# 5.7. Impedance Matching¶

The impedance in the antenna’s main RLC circuit is not well matched to 50 $$\Omega$$. The induced voltage is highly reflected if connected directly to a 50 $$\Omega$$ input. One way to improve the matching is to use a secondary coil or a so called pick-up coil next to the main coil [Koskimaa, 2016].

## 5.7.1. Pick-up Coil¶

The pick-up coil will act as an impedance transformer. The impedance transformer transforms the main coil impedance and voltage into the secondary coil according to the equation

(5.19)$\frac{N_2}{N_1} = \frac{U_2}{U_1} = \sqrt{\frac{Z_2}{Z_1}}$

When the pick-up works as intended the output voltage from the decreased secondary coil voltage is still higher than the original main coil output voltage due to the improved matching.

When inductors are coupled a current change in one inductor induces a voltage in the second inductor. The mutual inductance between the inductors is defined as

(5.20)$M = k \sqrt{L_1 L_2}$

where k is the coupling coefficient. The equivalent circuit of two coupled inductors is a T-circuit shown in figure below. Fig. 5.17 : Equivalent circuit of two coupled inductors.

The voltage over the two coils can be expressed with the mutual inductance as the following:

(5.21)$\begin{split}\begin{array}{c} U_1 = j \omega (L_1 I_1 + M I_2)\\ U_2 = j \omega (M_1 I_1 + L_2 I_2) \end{array}\end{split}$

The coupling coefficient of the two coils can be measured by changing the secondary coil from open circuit to shorted and observing the change in the resonant frequency.
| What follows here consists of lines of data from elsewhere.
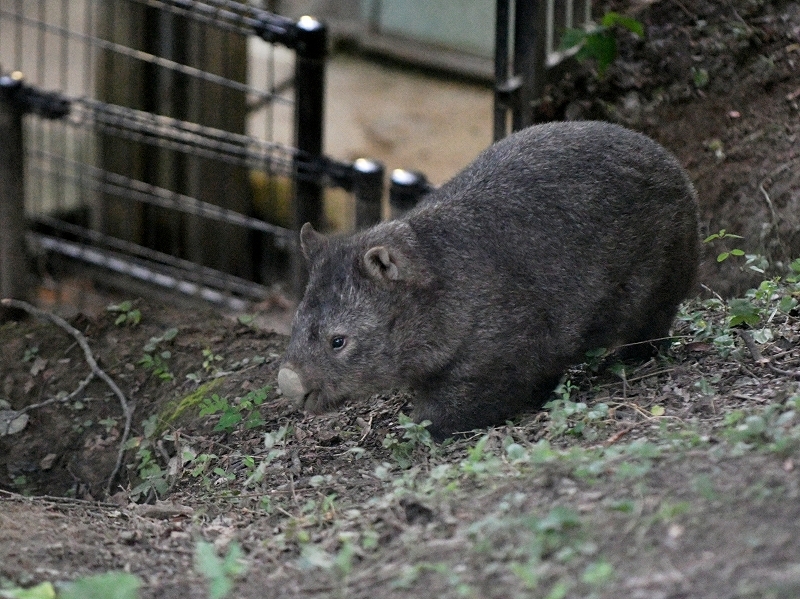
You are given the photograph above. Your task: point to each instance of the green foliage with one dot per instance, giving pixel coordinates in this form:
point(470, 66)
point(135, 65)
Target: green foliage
point(239, 410)
point(598, 42)
point(569, 417)
point(44, 590)
point(156, 361)
point(127, 315)
point(153, 478)
point(219, 571)
point(775, 428)
point(415, 437)
point(110, 585)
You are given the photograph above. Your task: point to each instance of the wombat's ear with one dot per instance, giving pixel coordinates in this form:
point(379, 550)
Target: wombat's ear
point(383, 264)
point(311, 242)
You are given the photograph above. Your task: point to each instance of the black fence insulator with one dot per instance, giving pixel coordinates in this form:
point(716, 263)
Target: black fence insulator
point(49, 105)
point(276, 29)
point(406, 189)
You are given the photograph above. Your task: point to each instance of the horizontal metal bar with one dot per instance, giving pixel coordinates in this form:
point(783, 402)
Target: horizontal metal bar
point(146, 193)
point(151, 272)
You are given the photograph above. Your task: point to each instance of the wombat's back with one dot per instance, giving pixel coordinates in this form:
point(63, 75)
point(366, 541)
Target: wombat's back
point(562, 238)
point(559, 239)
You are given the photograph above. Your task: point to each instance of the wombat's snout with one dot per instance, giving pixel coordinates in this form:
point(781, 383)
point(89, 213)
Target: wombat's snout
point(291, 385)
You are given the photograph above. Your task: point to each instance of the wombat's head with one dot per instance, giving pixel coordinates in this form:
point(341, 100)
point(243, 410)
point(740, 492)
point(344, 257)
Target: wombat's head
point(345, 337)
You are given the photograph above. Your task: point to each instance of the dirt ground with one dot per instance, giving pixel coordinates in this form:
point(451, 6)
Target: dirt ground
point(672, 479)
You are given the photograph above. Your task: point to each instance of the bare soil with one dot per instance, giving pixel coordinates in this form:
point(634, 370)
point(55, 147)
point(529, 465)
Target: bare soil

When the second coil is shorted the voltage in the secondary coil becomes zero and the current will be

(5.22)$I_2 = -\frac{MI_1}{L_2}$

By inserting this into the voltage equation of the primary coil in equation U1_U2

(5.23)$U_1 = j\omega L_s I_1$

where L_s is the apparent/measured inductance over the primary coil when the secondary coil is shorted. Now the mutual inductance squared can be written as

(5.24)$M^2 = L_2 (L_1 - L_s)$

Using this the coupling coefficient becomes

(5.25)$k = \frac{M}{\sqrt{L_1 L_2}} = \sqrt{1-\frac{L_s}{L_1}} = \sqrt{1-\biggl( \frac{f_0}{f_s} \biggr)^2}$

where f_0 and f_s are the resonance frequencies related to the inductances L_1 and L_s according to resonance frequency of the RLC with the secondary coil open and shorted, respectively.

The impedance at the antenna output is Z_2. A portion of the pick-up voltage U_2 is reflected at the antenna output according to equation

(5.26)$\Gamma = \frac{Z_L - Z_2}{Z_L + Z_2}$

where the load impedance is 50 $$\Omega$$. The output voltage of the antenna is [Koskimaa, 2016]

(5.27)$U_{out} = (1-\Gamma)U_2$

## 5.7.2. Transformer Coupling¶

Bachman investigated a low-impedance loop with coupling transformer and explained the transformer parameters in terms of the circuit and transformer coupling coefficients in 1945. The gain of the transformer coupled loop system was analysed. The low-impedance transformer-coupled loop and a high-impedance loop connected directly to the same tuning capacitor was compared. He concluded that an ideal transformer-coupled loop has 38.4% of the gain from a direct-connected loop of the same area, assuming the same Q in the transformer secondary as in the direct connected loop. In Fig. 5.18 the low-impedance loop coupling-transformer circuit was shown . Fig. 5.18 : Low-impedance loop coupling-transformer circuit.

In 1948 Fratianni investigated methods of coupling loops to receivers that transformer-coupled and direct connected as shown in Fig. 5.19. Mathematical analysis and theoritical treatment of transformer-coupled was done. Coupling design for maximum voltage amplification and optimum signal-to-noise ratio was studied. In order to show the effects of parameters on circuit performance eight conditions were built. All direct coupled cases were better than transformer-coupled cases with regard to signal-to-noise ratio. Only two transformer-coupled sets better than direct coupled sets for voltage amplification basis. He also noted that if a long cable length was required, transformer-coupled circuits could be preferred . Fig. 5.19 : Transformer-coupled and direct connected receiving loops.